Who’s Who in Abutilon?
Gardeners will recognize some of famous botanists associated with certain Abutilon species. A. darwinii, or Indian mallow, is a Chinese Lantern species from Brazil with pinkish-red flowers and large, broad leaves. Named after Charles Darwin by Joseph Hooker, this species was collected during Darwin’s iconic voyage on the H.M.S. Beagle. Palmer’s Indian mallow, or A. palmeri, is a species native to the southwestern United States and northwestern Mexico that has brilliant yellow flowers. This species is named after Edward Palmer (1831-1911), an English immigrant who collected botanical samples extensively in the American Southwest. Their grayish leaves feel like velvet when touched. This species is often specifically cultivated for garden restoration projects.
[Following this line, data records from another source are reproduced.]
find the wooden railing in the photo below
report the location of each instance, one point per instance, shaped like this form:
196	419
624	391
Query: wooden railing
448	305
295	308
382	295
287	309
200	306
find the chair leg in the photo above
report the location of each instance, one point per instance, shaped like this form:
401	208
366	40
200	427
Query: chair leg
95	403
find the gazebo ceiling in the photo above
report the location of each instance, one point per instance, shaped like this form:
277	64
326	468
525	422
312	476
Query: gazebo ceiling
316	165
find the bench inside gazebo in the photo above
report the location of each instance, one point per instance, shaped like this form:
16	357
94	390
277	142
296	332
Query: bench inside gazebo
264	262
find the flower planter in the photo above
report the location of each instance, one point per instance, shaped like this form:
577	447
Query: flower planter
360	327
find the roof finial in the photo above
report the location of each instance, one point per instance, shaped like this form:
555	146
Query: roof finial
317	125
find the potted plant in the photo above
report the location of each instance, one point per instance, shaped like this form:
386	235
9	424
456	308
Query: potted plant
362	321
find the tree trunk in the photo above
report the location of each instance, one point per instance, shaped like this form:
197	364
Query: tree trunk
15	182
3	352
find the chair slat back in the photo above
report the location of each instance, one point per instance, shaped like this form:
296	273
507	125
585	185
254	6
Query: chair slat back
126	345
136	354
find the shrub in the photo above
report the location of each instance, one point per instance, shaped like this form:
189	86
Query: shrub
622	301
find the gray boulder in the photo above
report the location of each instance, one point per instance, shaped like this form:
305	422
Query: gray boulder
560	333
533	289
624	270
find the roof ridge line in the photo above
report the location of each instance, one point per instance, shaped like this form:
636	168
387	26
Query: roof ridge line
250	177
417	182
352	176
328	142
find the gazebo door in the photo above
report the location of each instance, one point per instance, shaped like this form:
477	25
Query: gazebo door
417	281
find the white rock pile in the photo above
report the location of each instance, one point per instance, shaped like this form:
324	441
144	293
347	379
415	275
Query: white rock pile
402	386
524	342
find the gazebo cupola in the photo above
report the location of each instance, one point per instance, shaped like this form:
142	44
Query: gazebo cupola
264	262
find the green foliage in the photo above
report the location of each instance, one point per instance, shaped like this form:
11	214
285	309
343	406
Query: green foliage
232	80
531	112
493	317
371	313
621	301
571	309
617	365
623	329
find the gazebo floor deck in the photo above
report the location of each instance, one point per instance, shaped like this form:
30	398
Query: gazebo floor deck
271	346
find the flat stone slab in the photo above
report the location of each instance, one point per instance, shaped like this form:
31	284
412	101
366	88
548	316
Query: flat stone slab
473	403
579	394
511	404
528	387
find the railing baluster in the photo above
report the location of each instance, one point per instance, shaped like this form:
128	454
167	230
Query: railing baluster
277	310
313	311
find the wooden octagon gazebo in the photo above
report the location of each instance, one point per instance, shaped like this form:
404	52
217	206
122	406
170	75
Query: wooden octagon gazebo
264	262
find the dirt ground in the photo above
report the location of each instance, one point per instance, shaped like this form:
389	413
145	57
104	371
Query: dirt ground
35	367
A. wrightii, named after Charles Wright (1811-1885), is a low-growing species found in Mexico, New Mexico, and Texas that also has striking yellow flowers.
Uses for Abutilon
Indian mallow was used in Ayurvedic medicine to treat a litany of illnesses, including nervous disorders, headaches, bleeding problems, and gonorrhea. All parts of the plant were used.
While it depends largely upon location, Abutilon plants are now mostly grown for their colorful flowers and thick foliage. In certain areas, they can become invasive, so gardeners should always to do their best to monitor and contain those species. Those grown in warmer climates can form multiple stems with dense foliage and make great privacy screens or thickets. Others that are more vine-like in nature can be trained to climb trellises or arbors for some extra summer shade. Many Abutilon species also attract hummingbirds and butterflies, meaning they're both a colorful addition to the garden and a pollinator-friendly flower.